In order to meet market demands, the company needed to integrate motion sensors, such as rate gyroscopes, into its products for surveillance on a moving point of reference, for example a ship at sea.

Previously, it had to develop new products by trial and error, a time-consuming and costly process.

However, using The MathWorks' products it has been able to reduce the time and cost taken to produce the designs that it needed to move its products forward to meet these demands.

"It would have been prohibitively expensive to design these new products in the same way as we had previously", said Geoff Potter, Principal Electronics Engineer at Instro.

"Matlab has proved to be invaluable, not just for helping us to develop our ideas risk-free, but also to produce a prototype demonstrator to prove that our platforms can be gyro-stabilised".

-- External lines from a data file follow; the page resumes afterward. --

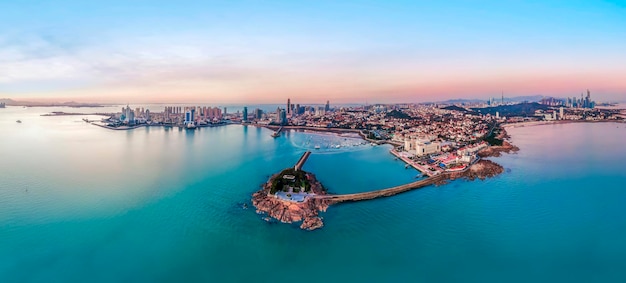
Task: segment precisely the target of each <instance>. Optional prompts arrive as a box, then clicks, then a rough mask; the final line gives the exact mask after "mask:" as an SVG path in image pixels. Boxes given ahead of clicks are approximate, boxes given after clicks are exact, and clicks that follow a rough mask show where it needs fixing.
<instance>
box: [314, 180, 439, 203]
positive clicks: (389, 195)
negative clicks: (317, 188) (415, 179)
mask: <svg viewBox="0 0 626 283" xmlns="http://www.w3.org/2000/svg"><path fill="white" fill-rule="evenodd" d="M447 177H448V176H447V174H439V175H437V176H434V177H429V178H426V179H423V180H419V181H416V182H413V183H408V184H404V185H400V186H396V187H392V188H387V189H382V190H378V191H371V192H364V193H355V194H344V195H316V196H311V197H312V198H316V199H325V200H331V201H333V202H335V203H337V202H347V201H361V200H370V199H375V198H379V197H389V196H393V195H397V194H399V193H404V192H407V191H410V190H414V189H419V188H423V187H426V186H430V185H432V184H435V183H437V182H440V181H443V180H445V179H446V178H447Z"/></svg>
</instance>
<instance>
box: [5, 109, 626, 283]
mask: <svg viewBox="0 0 626 283" xmlns="http://www.w3.org/2000/svg"><path fill="white" fill-rule="evenodd" d="M57 110H61V111H66V112H91V111H101V110H102V109H63V108H21V107H9V108H6V109H0V282H625V281H626V217H625V215H626V205H625V204H626V143H625V141H626V124H612V123H603V124H568V125H551V126H538V127H526V128H515V129H510V130H509V133H510V134H511V135H512V136H513V142H514V143H515V144H517V145H518V146H519V147H520V148H521V151H520V152H519V153H518V154H512V155H504V156H503V157H500V158H493V160H495V161H496V162H498V163H500V164H502V165H503V166H505V168H507V172H506V173H505V174H503V175H500V176H498V177H496V178H493V179H489V180H485V181H473V182H469V181H463V180H461V181H454V182H451V183H449V184H448V185H445V186H441V187H427V188H424V189H421V190H416V191H412V192H408V193H405V194H402V195H398V196H394V197H391V198H385V199H378V200H373V201H367V202H359V203H348V204H341V205H335V206H332V207H330V209H329V210H328V212H326V213H323V214H322V216H323V217H324V222H325V224H326V226H325V227H324V228H322V229H320V230H316V231H313V232H305V231H301V230H300V229H299V228H298V227H297V225H285V224H271V223H266V222H265V221H263V220H262V216H260V215H257V214H256V213H255V212H254V210H253V209H243V204H244V203H247V204H249V203H250V195H251V194H252V193H253V192H254V191H256V190H257V189H259V186H260V185H261V184H262V183H263V182H264V181H265V180H267V178H268V176H269V175H270V174H272V173H274V172H276V171H278V170H281V169H283V168H285V167H288V166H292V165H293V164H294V163H295V162H296V161H297V159H298V158H299V156H300V155H301V154H302V153H303V152H304V151H306V150H307V149H310V148H313V147H314V146H315V145H320V146H321V147H322V149H320V150H313V151H314V154H313V155H311V157H310V159H309V161H308V163H307V164H306V165H305V169H306V170H308V171H312V172H314V173H315V174H317V176H318V178H319V179H320V180H321V181H322V182H323V183H324V184H325V186H326V187H328V188H329V190H330V191H331V192H334V193H349V192H359V191H368V190H375V189H381V188H385V187H389V186H394V185H399V184H403V183H406V182H410V181H413V180H415V178H416V176H417V175H418V172H417V171H415V170H413V169H404V164H402V163H401V162H400V161H396V160H394V158H393V156H392V155H391V154H389V149H390V147H388V146H376V147H373V146H370V145H363V144H360V140H358V139H354V138H353V137H350V136H345V137H344V136H332V135H319V134H310V133H296V132H288V133H286V135H285V136H282V137H280V138H277V139H273V138H272V137H270V134H271V131H269V130H266V129H260V128H255V127H244V126H240V125H232V126H225V127H217V128H203V129H199V130H197V131H195V132H188V131H184V130H183V131H179V130H178V129H176V128H173V129H164V128H141V129H136V130H133V131H111V130H106V129H102V128H99V127H95V126H92V125H88V124H86V123H84V122H82V121H80V119H81V118H83V117H82V116H63V117H41V116H39V115H40V114H42V113H46V112H49V111H57ZM113 110H117V107H116V108H114V109H113ZM92 118H94V117H92ZM17 119H21V120H22V121H23V123H21V124H18V123H16V122H15V121H16V120H17ZM337 145H340V147H339V148H337Z"/></svg>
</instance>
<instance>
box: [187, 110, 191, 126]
mask: <svg viewBox="0 0 626 283" xmlns="http://www.w3.org/2000/svg"><path fill="white" fill-rule="evenodd" d="M191 121H192V120H191V111H187V112H185V124H187V123H189V122H191Z"/></svg>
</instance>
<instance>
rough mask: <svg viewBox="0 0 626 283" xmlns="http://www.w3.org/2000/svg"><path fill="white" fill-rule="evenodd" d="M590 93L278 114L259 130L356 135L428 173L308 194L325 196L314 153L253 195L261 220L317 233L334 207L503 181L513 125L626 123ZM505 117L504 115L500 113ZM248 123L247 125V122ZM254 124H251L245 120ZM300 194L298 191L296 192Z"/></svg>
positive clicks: (420, 171)
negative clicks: (429, 188)
mask: <svg viewBox="0 0 626 283" xmlns="http://www.w3.org/2000/svg"><path fill="white" fill-rule="evenodd" d="M595 105H596V103H595V102H593V101H591V99H590V93H589V92H587V97H586V98H583V97H582V96H581V99H580V100H578V99H576V98H573V99H570V98H568V99H563V100H556V99H553V98H548V99H547V98H542V99H541V100H540V101H538V102H528V101H522V102H517V103H516V102H505V100H504V96H502V98H501V99H500V101H496V100H495V99H490V100H489V101H487V102H477V103H468V104H467V105H466V104H465V103H454V104H420V105H391V106H389V105H375V106H364V107H361V108H358V109H355V108H340V109H332V108H330V107H329V103H328V102H327V104H326V106H325V107H323V108H322V107H318V108H316V110H315V111H312V110H309V109H310V108H308V107H305V108H304V109H303V108H301V107H300V106H299V105H297V106H295V107H293V105H291V104H290V101H289V100H288V102H287V110H284V109H278V110H277V111H276V115H275V116H274V117H275V118H274V119H275V120H273V119H272V118H269V120H265V121H263V120H261V119H258V120H257V121H255V122H253V123H255V124H260V125H263V126H264V127H268V128H270V129H273V130H276V131H275V132H274V133H273V134H272V136H274V137H277V136H279V135H280V132H281V131H283V130H284V129H295V130H320V131H327V132H334V133H341V132H357V133H359V134H360V135H361V137H362V138H363V139H366V140H368V141H370V142H372V143H373V144H374V143H375V144H383V143H386V144H390V145H392V146H393V148H392V149H391V150H390V153H391V154H392V155H393V156H395V157H396V158H397V159H399V160H402V161H403V162H405V163H406V167H407V168H409V167H412V168H415V169H416V170H418V171H419V172H421V173H422V176H423V179H421V180H418V181H415V182H412V183H408V184H405V185H400V186H396V187H392V188H386V189H381V190H376V191H368V192H362V193H354V194H344V195H335V194H328V193H327V192H326V191H325V190H323V189H320V190H309V189H307V185H305V184H308V183H307V182H302V180H309V181H312V182H314V184H315V185H314V186H315V187H318V188H323V186H322V184H321V183H320V182H319V181H317V180H316V179H315V177H314V175H313V174H312V173H310V172H304V171H299V170H301V165H302V164H301V163H303V162H305V161H306V158H308V155H310V152H306V153H305V155H303V157H302V158H301V159H300V161H298V163H297V164H296V166H295V168H294V169H291V168H290V169H285V170H283V171H281V172H280V173H278V174H275V175H273V176H272V177H271V178H270V179H269V180H268V181H267V182H266V183H265V184H264V185H263V188H262V189H261V190H260V191H258V192H256V193H254V194H253V198H252V202H253V205H254V206H255V207H256V208H257V213H260V214H265V215H267V217H265V219H266V220H268V221H269V220H270V219H272V218H273V219H276V220H278V221H280V222H284V223H294V222H300V221H301V222H302V224H301V225H300V228H302V229H305V230H313V229H317V228H320V227H322V226H323V222H322V218H321V217H320V216H319V212H323V211H326V210H327V209H328V207H329V206H330V205H332V204H336V203H340V202H349V201H362V200H369V199H374V198H379V197H388V196H392V195H395V194H399V193H402V192H406V191H410V190H413V189H418V188H422V187H425V186H430V185H442V184H444V183H446V182H447V181H448V180H454V179H459V178H466V179H468V180H474V179H481V180H482V179H485V178H490V177H494V176H496V175H498V174H501V173H503V172H504V171H505V170H504V168H503V167H502V166H501V165H499V164H497V163H495V162H493V161H491V160H488V159H484V158H488V157H498V156H500V155H501V154H502V153H514V152H516V151H518V150H519V148H517V147H516V146H515V145H513V144H512V143H511V142H510V141H509V138H510V137H509V136H508V134H507V132H506V128H507V127H510V126H512V125H519V126H524V125H534V124H537V123H556V122H559V123H567V122H624V116H623V115H624V114H625V113H624V112H623V110H619V109H618V110H612V109H597V108H595ZM501 112H502V113H501ZM246 118H247V117H246ZM246 120H247V119H246ZM294 188H295V189H294Z"/></svg>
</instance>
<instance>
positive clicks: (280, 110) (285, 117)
mask: <svg viewBox="0 0 626 283" xmlns="http://www.w3.org/2000/svg"><path fill="white" fill-rule="evenodd" d="M279 117H280V119H279V121H280V124H281V125H286V124H287V112H286V111H285V110H284V109H281V110H280V115H279Z"/></svg>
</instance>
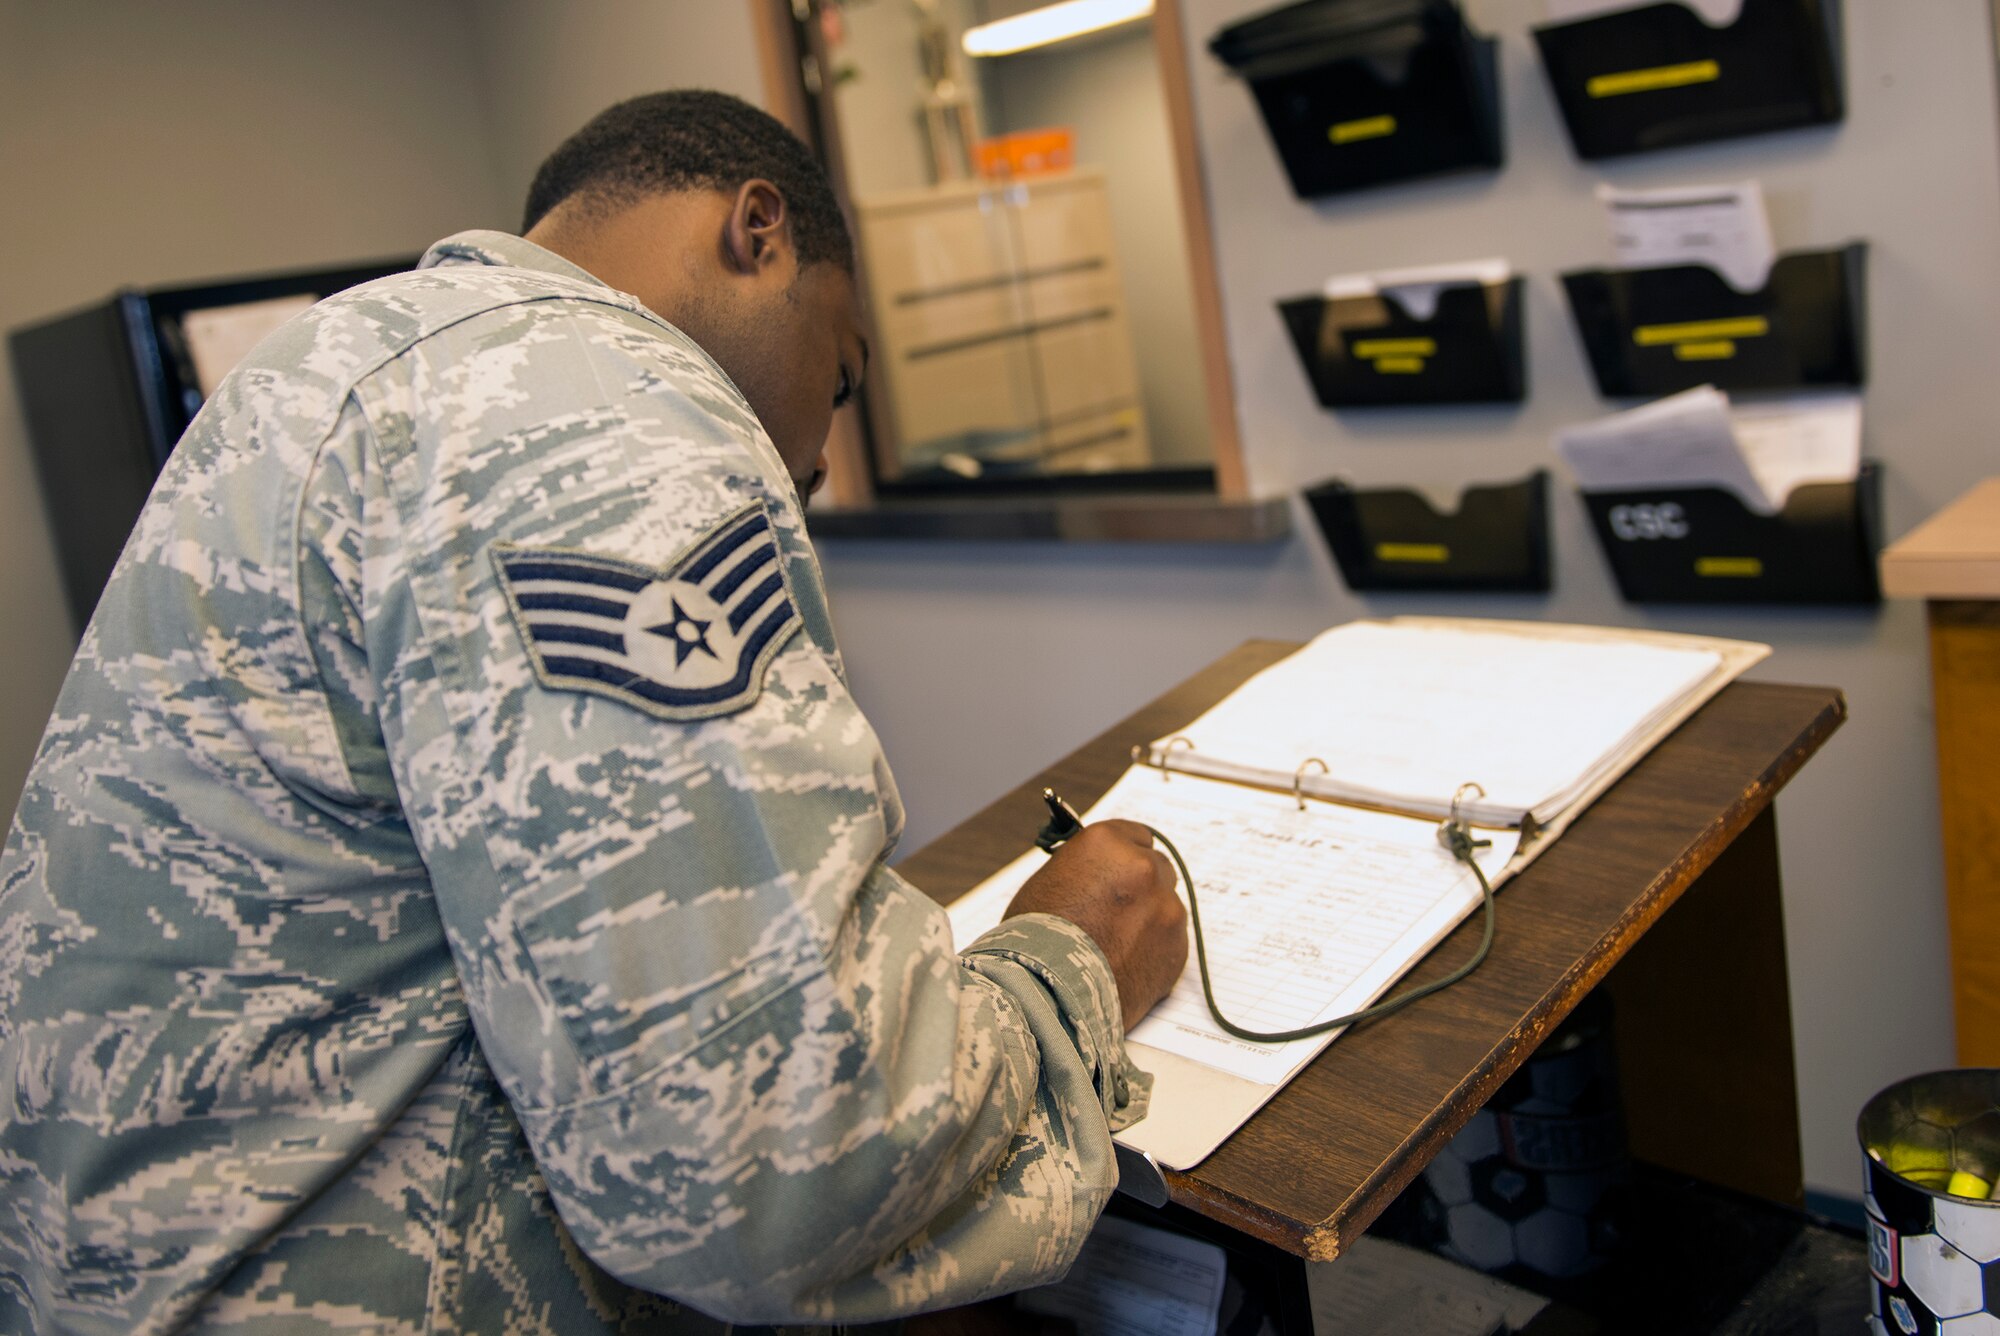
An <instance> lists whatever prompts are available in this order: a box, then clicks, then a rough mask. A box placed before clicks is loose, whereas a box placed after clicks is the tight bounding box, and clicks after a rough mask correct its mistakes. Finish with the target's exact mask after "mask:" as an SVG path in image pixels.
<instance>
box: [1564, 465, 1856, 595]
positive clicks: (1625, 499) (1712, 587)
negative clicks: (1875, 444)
mask: <svg viewBox="0 0 2000 1336" xmlns="http://www.w3.org/2000/svg"><path fill="white" fill-rule="evenodd" d="M1582 498H1584V506H1586V508H1588V510H1590V522H1592V526H1594V528H1596V530H1598V542H1600V544H1602V546H1604V556H1606V560H1610V566H1612V574H1614V576H1616V578H1618V592H1620V594H1624V598H1626V602H1666V604H1722V602H1746V604H1778V602H1788V604H1872V602H1880V598H1882V592H1880V588H1878V584H1876V552H1878V548H1880V546H1882V542H1880V538H1882V520H1880V514H1882V500H1880V498H1882V474H1880V466H1878V464H1874V462H1866V464H1862V472H1860V476H1856V478H1854V480H1852V482H1810V484H1804V486H1798V488H1794V490H1792V494H1790V496H1788V498H1786V502H1784V510H1780V512H1778V514H1770V516H1766V514H1756V512H1754V510H1750V508H1748V506H1744V502H1742V500H1740V498H1738V496H1736V494H1734V492H1726V490H1722V488H1684V490H1674V488H1648V490H1634V492H1584V494H1582Z"/></svg>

Instro benefited from two days training with The MathWorks' consultants on the use of Matlab, Simulink and SimMechanics.

From there, it was able to quickly produce an accurate model of its motorised system.

The company is now challenging even the most basic conceptions of the system's behaviour.

"SimMechanics in particular has forced us to delve deep into the friction, moments of inertia, centres of gravity and so on that make the technology behave the way it does", added John Shiell, Mechanical Engineer at Instro.